Let’s start with the citrus flavor. The nose is very crisp and clean, and mostly, I get a sense of the lemon backed by the orange. There is virtually no alcohol in the aroma. On the palate, the tartness of the lemon and sweetness of the orange come front and center, backed by the lime. The taste is very natural and has layers of complexity that are quite unusual in a flavored vodka but greatly welcomed. The finish is dominated by the flavor of orange peel and lemon peel and clean and short and sweet, with absolutely no bite. On the rocks, the flavors blend together a bit more and present a delightfully citrusy palate, with an even smoother finish with more subtle flavors. By the by, this vodka makes a hell of a martini and it doesn’t need the lemon peel or orange peel garnish and all by itself is very appealing.

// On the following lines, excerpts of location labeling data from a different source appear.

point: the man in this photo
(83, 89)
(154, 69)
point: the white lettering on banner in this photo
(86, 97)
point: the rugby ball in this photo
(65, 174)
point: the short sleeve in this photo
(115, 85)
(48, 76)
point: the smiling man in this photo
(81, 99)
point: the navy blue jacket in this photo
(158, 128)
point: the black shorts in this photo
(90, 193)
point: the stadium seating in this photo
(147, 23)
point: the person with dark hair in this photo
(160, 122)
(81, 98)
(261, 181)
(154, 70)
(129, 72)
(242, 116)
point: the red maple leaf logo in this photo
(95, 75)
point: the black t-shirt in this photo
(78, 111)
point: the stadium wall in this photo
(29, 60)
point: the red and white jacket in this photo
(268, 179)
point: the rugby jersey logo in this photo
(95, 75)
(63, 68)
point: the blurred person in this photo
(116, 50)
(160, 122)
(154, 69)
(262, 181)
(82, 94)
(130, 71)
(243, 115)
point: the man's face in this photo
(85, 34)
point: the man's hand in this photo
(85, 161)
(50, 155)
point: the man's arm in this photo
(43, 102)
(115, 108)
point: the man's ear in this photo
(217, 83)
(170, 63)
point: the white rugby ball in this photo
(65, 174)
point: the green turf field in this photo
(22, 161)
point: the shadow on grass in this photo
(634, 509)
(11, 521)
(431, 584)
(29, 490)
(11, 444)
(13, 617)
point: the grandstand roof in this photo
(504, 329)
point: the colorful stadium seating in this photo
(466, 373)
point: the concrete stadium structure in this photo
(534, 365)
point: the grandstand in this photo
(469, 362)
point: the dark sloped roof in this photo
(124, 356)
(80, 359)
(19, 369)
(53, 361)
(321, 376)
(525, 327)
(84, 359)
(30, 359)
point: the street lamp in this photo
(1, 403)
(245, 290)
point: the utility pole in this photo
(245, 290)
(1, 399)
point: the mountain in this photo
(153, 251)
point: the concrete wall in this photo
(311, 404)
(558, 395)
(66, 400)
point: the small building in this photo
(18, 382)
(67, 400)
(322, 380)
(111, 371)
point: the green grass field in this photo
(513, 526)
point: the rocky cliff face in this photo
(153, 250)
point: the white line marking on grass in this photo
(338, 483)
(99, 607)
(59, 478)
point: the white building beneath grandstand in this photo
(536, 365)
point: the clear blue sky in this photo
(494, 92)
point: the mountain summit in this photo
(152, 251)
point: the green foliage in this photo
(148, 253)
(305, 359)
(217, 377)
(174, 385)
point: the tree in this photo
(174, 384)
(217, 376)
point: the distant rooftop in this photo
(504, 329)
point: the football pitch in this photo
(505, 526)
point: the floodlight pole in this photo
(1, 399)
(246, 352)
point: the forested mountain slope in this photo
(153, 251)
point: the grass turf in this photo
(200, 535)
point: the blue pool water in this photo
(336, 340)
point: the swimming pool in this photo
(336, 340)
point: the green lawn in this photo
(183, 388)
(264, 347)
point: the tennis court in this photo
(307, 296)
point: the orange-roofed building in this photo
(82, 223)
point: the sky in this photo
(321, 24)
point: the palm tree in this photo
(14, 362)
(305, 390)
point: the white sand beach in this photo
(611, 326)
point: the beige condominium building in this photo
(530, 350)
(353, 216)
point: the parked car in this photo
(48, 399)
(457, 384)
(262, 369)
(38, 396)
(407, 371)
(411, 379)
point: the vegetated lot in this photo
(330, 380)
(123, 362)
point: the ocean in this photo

On to the Berry flavored vodka… WHOA, the raspberries dominate the nose, and I haven’t smelled such a delectable raspberry aroma since I went raspberry picking on a raspberry farm and made raspberry jam. (Did I really just use the word raspberry 5 times in one sentence?) This nose is absolutely delightful and smells just like the real thing. Yes, I can sense the cranberries and pomegranate in the background, but it’s way back in the background. The palate does not disappoint although the intensity of the raspberries finally gives a bit to the cranberries and pomegranate, and it produces an intensely fruity and sweet flavor without any tartness. By the way, the sweetness is held nicely in check and is not overwhelming but perfectly proportioned. Of course, the finish is smooth and sweet but short and to the point. If I could bake this flavor profile into a pie, I could sell a million pies a day. On the rocks, it rocks as the raspberry flavor finally settles down enough to play nice with the other flavors. Again, it makes a terrifically interesting martini that could provide the perfect counterpoint to a pepperoni pizza or even a warm brie. Either way you consume this vodka, it’s pretty damn good.

If you can find any of them near you, a 750 ml bottle that weighs in at 40% ABV will set you back around $31.00, and it is worth it.